Après une bonne heure de performance, Einar prend enfin la parole “It’s so good to be back in France, with such passion and such energy”. Il va bien évidemment nous remercier d’être présents ce soir pour célébrer la musique, expliquant la raison de leur musique avec ce solennel “What happened in the past belongs to the past, but sometimes it still resonates! That’s why we are here”, mais aussi nous encourager à chanter : “Singing is a medicine, it’s my medicine” – avec également un trait d’humour “If you feel sad, sing! You will appreciate! Maybe your neighbors”. Mais leur temps de jeu n’est pas terminé, et les braseros s’enflamment pour Helvegen, annoncé comme le dernier morceau où musiciens et fosse semblent en véritable communion. L’assemblée applaudit avec fougue, et le musicien l’interprète comme “this is French for another song”, nous demandant d’abord de remercier ses compagnons avant de nous conter une partie de l’histoire de Ragnarr Loðbrók, personnage historique et héros de la série Vikings, pour laquelle il avait composé une partie de la bande originale. Il nous explique également la signification des anciens textes, qui bien que très doux, racontent des passages sanglants et désastreux, comme la fameuse Snake Pit Poetry, avec laquelle il ironise un “poems first, and then die”, puis nous l’interprète de manière vibrante avant de se faire une dernière fois acclamer, puis de quitter la scène.

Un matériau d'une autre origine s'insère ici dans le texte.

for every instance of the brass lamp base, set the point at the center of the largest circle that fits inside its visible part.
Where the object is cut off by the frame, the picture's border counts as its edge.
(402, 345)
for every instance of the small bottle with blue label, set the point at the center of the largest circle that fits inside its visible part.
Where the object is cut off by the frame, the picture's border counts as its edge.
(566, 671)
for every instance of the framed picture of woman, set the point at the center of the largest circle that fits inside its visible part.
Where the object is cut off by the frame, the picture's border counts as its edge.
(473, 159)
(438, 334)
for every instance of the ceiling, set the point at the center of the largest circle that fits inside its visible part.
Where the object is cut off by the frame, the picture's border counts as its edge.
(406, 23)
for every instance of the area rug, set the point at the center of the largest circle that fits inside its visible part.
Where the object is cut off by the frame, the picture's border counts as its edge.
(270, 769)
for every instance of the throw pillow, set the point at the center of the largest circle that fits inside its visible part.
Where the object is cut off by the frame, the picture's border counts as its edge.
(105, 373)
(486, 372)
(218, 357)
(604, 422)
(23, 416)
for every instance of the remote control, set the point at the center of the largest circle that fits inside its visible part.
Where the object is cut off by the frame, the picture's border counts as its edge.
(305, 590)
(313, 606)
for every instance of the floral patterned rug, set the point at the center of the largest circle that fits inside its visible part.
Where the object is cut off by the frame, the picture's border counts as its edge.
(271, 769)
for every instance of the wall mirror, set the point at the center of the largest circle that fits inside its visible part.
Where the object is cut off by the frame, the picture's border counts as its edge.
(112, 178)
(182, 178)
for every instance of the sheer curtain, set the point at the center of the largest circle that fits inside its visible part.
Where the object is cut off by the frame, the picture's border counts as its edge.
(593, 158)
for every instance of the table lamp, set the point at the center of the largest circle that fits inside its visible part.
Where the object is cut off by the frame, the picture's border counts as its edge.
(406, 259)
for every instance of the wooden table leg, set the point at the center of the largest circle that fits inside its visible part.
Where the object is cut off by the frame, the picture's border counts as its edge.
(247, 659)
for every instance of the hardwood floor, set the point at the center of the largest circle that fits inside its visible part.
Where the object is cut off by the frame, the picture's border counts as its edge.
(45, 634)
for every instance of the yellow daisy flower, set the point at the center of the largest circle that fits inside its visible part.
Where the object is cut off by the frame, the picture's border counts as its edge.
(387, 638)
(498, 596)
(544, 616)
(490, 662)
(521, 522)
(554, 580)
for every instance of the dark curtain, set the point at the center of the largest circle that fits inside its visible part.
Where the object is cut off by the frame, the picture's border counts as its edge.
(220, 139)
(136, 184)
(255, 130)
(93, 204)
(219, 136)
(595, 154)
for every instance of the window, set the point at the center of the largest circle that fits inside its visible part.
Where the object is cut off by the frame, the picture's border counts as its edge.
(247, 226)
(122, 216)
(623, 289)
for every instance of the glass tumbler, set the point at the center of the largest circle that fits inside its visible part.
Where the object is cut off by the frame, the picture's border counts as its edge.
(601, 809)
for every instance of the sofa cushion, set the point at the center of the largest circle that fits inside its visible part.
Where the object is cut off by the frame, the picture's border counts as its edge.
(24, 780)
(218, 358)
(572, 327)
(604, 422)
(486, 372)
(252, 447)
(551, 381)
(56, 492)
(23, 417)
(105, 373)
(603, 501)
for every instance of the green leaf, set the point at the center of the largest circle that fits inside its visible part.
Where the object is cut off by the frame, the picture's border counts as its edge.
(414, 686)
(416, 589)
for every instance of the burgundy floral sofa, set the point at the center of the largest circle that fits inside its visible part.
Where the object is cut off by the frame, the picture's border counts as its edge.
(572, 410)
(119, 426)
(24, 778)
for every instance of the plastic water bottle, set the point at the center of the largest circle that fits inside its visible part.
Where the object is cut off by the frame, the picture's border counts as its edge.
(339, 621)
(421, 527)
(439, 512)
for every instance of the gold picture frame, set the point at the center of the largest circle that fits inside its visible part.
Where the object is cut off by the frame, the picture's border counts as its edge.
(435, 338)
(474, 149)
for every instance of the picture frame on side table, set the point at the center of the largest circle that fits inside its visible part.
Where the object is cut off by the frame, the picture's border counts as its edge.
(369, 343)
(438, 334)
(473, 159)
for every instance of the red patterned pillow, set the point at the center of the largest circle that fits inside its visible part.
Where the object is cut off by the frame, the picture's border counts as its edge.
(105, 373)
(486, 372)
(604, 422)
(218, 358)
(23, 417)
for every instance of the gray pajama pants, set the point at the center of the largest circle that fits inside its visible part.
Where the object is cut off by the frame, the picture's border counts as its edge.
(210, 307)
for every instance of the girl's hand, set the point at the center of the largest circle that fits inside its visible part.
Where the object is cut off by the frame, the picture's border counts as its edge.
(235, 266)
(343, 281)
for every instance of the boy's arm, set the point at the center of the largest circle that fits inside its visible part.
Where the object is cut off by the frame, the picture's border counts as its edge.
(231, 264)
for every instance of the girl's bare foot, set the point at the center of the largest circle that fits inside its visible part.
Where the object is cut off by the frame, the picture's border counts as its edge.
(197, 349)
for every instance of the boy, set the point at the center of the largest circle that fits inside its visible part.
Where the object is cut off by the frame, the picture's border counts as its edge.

Setlist: Kvitravn – Skugge – Solringen – Heimta Thurs – Hertan – Kvit hjort – Lyfjaberg – Voluspá (Skaldic Version) – Tyr – Isa – Grá – Runaljod – Rotlaust tre fell – Fehu
Rappel: Helvegen – Snake Pit Poetry (Skaldic Mode)
La salle se vide lentement, mais les sourires sont encore présents sur toutes les lèvres. Si l’introduction de Jo Quail fut une excellente découverte pour bon nombre de spectateurs, la performance de Wardruna est une confirmation de la qualité, autant de composition que d’interprétation, d’Einar, Lindy et leur troupe. Merci à Garmonbozia Inc. pour l’organisation de cette date unique, ainsi qu’à Oktober Promotion pour l’accréditation presse & photo.